The label also celebrated sustainability through its collection, which featured digital textile printing on ethical materials like regenerated nylon from discarded ghost nets.
“I am blessed to have opportunities such as this that allow me to share my culture through my fashion designs,” Cunningham reflected. “Aboriginal art is the artist’s story; it’s their Dreaming that shares ancient stories passed down from generations of living on Country.”
Next on the agenda, Kirrikin designs strutted down the runway to the tunes of Indigenous rapper Baker Boy.
The collection featured oceanic patterns: abstract coral shapes crawling up dresses and murky blues swirling on tailored jackets and flowing maxi dresses. But the collection’s name, ‘Ripples’, has a meaning that runs deeper than the watery designs.
“My inspiration for this is the social change we are seeing in relation to our people, the deeper acceptance of our culture and history. We still have a way to go, but things are definitely improving with more of Australia taking interest in our artwork, our gorgeous Country, our stories and deep connection to our place. We are now seeing the ripples of change here, maybe my next collection will be called ‘Waves’,” said designer Amanda Healey.
“I hope [guests] get a glimpse of the incredibly beautiful richness of our culture, and it inspires them to seek out more information, find the true stories.”
Liandra Swim closed out the runway with its similarly water-inspired Deep Sea collection, whose print story “was inspired by the Mariana Trench and tectonic plates”.

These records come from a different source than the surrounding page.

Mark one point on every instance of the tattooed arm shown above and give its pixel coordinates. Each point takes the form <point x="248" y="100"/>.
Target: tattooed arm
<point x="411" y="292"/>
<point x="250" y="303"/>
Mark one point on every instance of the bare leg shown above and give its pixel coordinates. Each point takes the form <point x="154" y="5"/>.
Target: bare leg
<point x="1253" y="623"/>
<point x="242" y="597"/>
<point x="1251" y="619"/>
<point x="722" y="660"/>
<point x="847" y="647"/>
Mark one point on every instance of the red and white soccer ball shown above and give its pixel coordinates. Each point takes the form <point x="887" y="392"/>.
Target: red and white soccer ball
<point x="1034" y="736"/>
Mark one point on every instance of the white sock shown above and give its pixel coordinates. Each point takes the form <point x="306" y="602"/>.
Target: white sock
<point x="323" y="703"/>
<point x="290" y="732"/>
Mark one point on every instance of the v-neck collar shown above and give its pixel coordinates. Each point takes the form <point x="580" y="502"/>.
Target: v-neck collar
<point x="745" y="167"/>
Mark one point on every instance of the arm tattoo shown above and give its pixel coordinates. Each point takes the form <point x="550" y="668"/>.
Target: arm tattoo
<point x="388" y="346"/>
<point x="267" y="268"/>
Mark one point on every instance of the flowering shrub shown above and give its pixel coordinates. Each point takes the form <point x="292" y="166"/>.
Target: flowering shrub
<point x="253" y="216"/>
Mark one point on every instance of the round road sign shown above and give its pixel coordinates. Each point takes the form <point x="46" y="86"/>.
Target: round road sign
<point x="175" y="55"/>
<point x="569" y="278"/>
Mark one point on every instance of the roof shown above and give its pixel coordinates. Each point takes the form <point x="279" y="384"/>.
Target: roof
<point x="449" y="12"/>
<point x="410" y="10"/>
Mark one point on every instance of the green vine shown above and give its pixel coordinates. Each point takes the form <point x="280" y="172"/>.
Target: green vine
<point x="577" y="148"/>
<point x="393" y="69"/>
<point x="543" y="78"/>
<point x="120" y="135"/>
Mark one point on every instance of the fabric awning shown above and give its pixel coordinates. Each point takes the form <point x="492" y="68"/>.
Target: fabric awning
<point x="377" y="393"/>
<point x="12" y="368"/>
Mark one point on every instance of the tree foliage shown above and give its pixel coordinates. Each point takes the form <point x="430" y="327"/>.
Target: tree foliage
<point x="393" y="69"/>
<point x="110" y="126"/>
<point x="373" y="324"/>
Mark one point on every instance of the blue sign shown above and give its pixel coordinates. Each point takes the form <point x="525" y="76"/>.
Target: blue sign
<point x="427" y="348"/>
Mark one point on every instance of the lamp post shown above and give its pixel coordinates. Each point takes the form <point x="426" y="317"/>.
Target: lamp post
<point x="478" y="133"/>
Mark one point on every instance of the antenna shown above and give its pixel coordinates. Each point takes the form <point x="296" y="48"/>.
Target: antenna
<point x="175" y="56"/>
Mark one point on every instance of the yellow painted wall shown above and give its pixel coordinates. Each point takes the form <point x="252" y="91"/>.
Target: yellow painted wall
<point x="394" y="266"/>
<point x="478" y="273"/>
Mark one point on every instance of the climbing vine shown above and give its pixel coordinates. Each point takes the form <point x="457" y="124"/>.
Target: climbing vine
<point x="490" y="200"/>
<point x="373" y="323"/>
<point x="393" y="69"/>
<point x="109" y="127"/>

“There are elements there that have been inspired by how the thriving nature of ecosystems deep below the surface, but also how tectonic plates fit, connect and create,” designer Liandra Gaykamangu said of the collection, which featured swimwear with nods to 60s silhouettes — boy shorts and halternecks — while asymmetrical cover ups added a touch of playfulness to the affair.
“I hope people realise that Indigenous Fashion has truly made its arrival,” she further reflected. “We are high-end, we are dripping in culture and we are here to stay!”
The show wasn’t over just yet, though — as the models made their final turns around the runway, iconic singer and Darwin Aboriginal Art Fair ambassador Jess Mauboy took to the stage with a high-octane, pitch-perfect performance of her new single ‘Automatic’.
“Having been brought up on Country in Larrakia Nation in Darwin and knowing and understanding incredible talent that lies within Indigenous communities all across Australia, it’s definitely a proud and humble moment where I get to serenade these incredible designers going above and beyond delivering their love for fashion and telling their stories through textiles,” Mauboy told me over the phone days before her performance.
“I’m just so proud to have this opportunity to showcase my art in the space of fashion,” she added.
And as a prominent figure in Australia’s creative landscape who has witnessed the gradual culture shift towards greater inclusivity firsthand, she explains that her hope for the future of Indigenous fashion and arts is onwards and upwards.
“I dream about like, walking into a commercial shopping centre and seeing [Indigenous designs] come to life in that space,” she said. “It’s getting there. I see a huge future for Indigenous artists.”
MAARA’s Julie Shaw echoed the sentiment on the designers’ behalf, noting her pride in the culmination of hers and her fellow IFP designers’ (her “sissies”, she says) hard work.
“We will no doubt continue to rise together, and I can’t wait to see where we go next,” she said.